The interaction of eosinophils and vascular endothelial cells are important early events in the sequestration of eosinophils to sites of allergic inflammation. Several cytokines including those elaborated by Th2 cells play a critical role in the regulation of adhesion molecule-mediated eosinophil rolling, adhesion and transmigration in vivo. Intravital microscopy studies of eosinophil trafficking in allergen challenged mice have revealed that chemokines/chemoattractants such as eotaxin, serotonin, C3a and their receptors differentially induce eosinophil adhesion and their recruitment to sites of allergic inflammation.

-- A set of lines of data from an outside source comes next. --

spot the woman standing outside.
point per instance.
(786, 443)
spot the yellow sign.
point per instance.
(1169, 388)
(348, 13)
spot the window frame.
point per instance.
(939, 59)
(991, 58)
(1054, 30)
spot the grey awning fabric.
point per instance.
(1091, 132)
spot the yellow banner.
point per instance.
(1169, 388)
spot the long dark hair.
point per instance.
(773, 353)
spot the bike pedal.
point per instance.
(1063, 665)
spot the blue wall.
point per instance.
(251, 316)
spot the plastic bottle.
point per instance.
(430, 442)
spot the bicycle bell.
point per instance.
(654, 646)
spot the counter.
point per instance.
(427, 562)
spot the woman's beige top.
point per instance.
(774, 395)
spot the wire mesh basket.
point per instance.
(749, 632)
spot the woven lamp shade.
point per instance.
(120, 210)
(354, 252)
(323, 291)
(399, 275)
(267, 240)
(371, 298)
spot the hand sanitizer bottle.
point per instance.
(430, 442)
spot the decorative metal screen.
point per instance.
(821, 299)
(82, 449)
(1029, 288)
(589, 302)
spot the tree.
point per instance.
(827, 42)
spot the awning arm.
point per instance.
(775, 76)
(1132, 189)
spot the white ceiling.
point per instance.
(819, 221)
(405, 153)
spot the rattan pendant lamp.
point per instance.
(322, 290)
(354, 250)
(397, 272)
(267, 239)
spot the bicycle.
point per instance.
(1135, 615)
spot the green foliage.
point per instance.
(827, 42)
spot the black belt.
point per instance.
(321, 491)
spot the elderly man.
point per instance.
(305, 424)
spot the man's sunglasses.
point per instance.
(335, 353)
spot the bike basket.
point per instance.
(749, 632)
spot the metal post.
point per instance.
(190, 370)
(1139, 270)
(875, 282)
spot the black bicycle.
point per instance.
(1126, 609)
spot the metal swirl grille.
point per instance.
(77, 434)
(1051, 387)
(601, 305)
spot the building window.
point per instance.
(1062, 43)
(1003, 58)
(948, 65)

In addition to the known contribution of selectins, integrins and molecules such as VCAM-1 and ICAM-1 to eosinophil trafficking and the onset of allergic inflammation, our recent studies have determined that Galectin-3 can function as a cell surface adhesion molecule by interacting with N-glycans elaborated by the enzyme Mgat5 to mediate eosinophil recruitment and Th2 driven airway allergic disease including airway remodeling. We have also demonstrated that endothelial expressed NDST-1, a key enzyme in the biosynthetic pathway of heparan sulfate chains, plays a critical role in the trafficking and recruitment of inflammatory leukocytes during episodes of airway allergic inflammation. In this presentation, the relative contribution of various cell adhesion molecules and the novel role played by Gal-3, Mgat-5 and NDST-1 in promoting eosinophil trafficking and recruitment and their role in allergic inflammation will be discussed.